Research itself about women's roles in history and culture was almost nonexistent, but now--and here is where she saw me coming into the picture--it was time for the powerful research of the previous decades, all that had to that point been incorporated in individual women's studies courses, this needed to be--she used this word--"mainstreamed." Hard-wired right into the regular curriculum.

So the basic course in the history of the Civil War should be expanded to incorporate what the research about women's roles she and Alison and Ford had supported over the decades had discovered. Courses in American literature should not just include a book or two by women writers, but rather a "gender perspective" should be applied to everything studied--from Hawthorne to Bellow.

And, she briefed me, it was time to invite men into the process. For example, the organization she had co-founded, the National  Council for Research On Women (NCROW) from its beginning had only female members and its board had been and was exclusively female. It was time, she felt, that men should be welcomed as members and invited to serve on its board.

"So," I asked, "why didn't you, why didn't Alison, why don't either or both of you make this case? Wouldn't that be more effective than having me go over there and . . .?"

"I understand,"Mariam reached out toward me. "I know it won't be easy for you.  But I hope you agree that this is the right thing to attempt to achieve." I nodded. I always have been an integrationist. "And, I am sure, you would also agree that this would be a difficult thing for us to do. If you need to, you can say that since the Ford Foundation believes in equity in all situations, it is time for a version of gender equity now when it comes to women's studies. And that the field, thanks to hundreds of women and some men, and of course the Ford Foundation, is strong enough to be more inclusive. First, as feminists as well as scholars, we needed to do a better job of including women of color--in the early days the field was almost exclusively made up of white women--and we needed to get comfortable with gay and ethnic studies.  We are doing better at this. Much better. But it is time to take the next step."
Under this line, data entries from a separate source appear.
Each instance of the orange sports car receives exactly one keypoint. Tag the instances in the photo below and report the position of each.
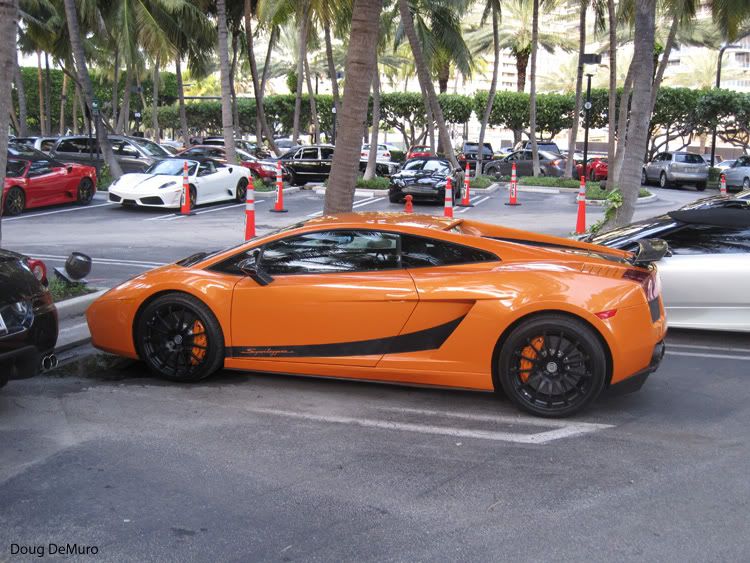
(401, 298)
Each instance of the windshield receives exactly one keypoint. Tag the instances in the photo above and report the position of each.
(689, 158)
(151, 149)
(15, 168)
(171, 167)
"I suppose that's right," I said with some nervousness since I knew where this was headed.

"And I'll do what I can to help."

I believed her. She did, though my time working at this was complicated, very complicated. But NCROW and equivalent organizations and institutions took steps to integrate.

While this was proceeding, I saw Mariam along the way at various meetings and events. She didn't need to ask how things were going. From her network, which included everyone, she knew and she knew how I was doing.
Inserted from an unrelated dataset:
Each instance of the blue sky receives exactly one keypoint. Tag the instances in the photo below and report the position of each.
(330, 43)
After about two years of this, one morning she was again at my office door. She said that she knew I was busy but had one word for me. Literally one word--"You're a mensch."

If that in any way was true, it was because of her. She is, was unique. A great force in a deceptively frail body. All of us, especially those who are her hundreds of lifelong colleagues, will never forget her and will always be eager to acknowledge that she changed our lives.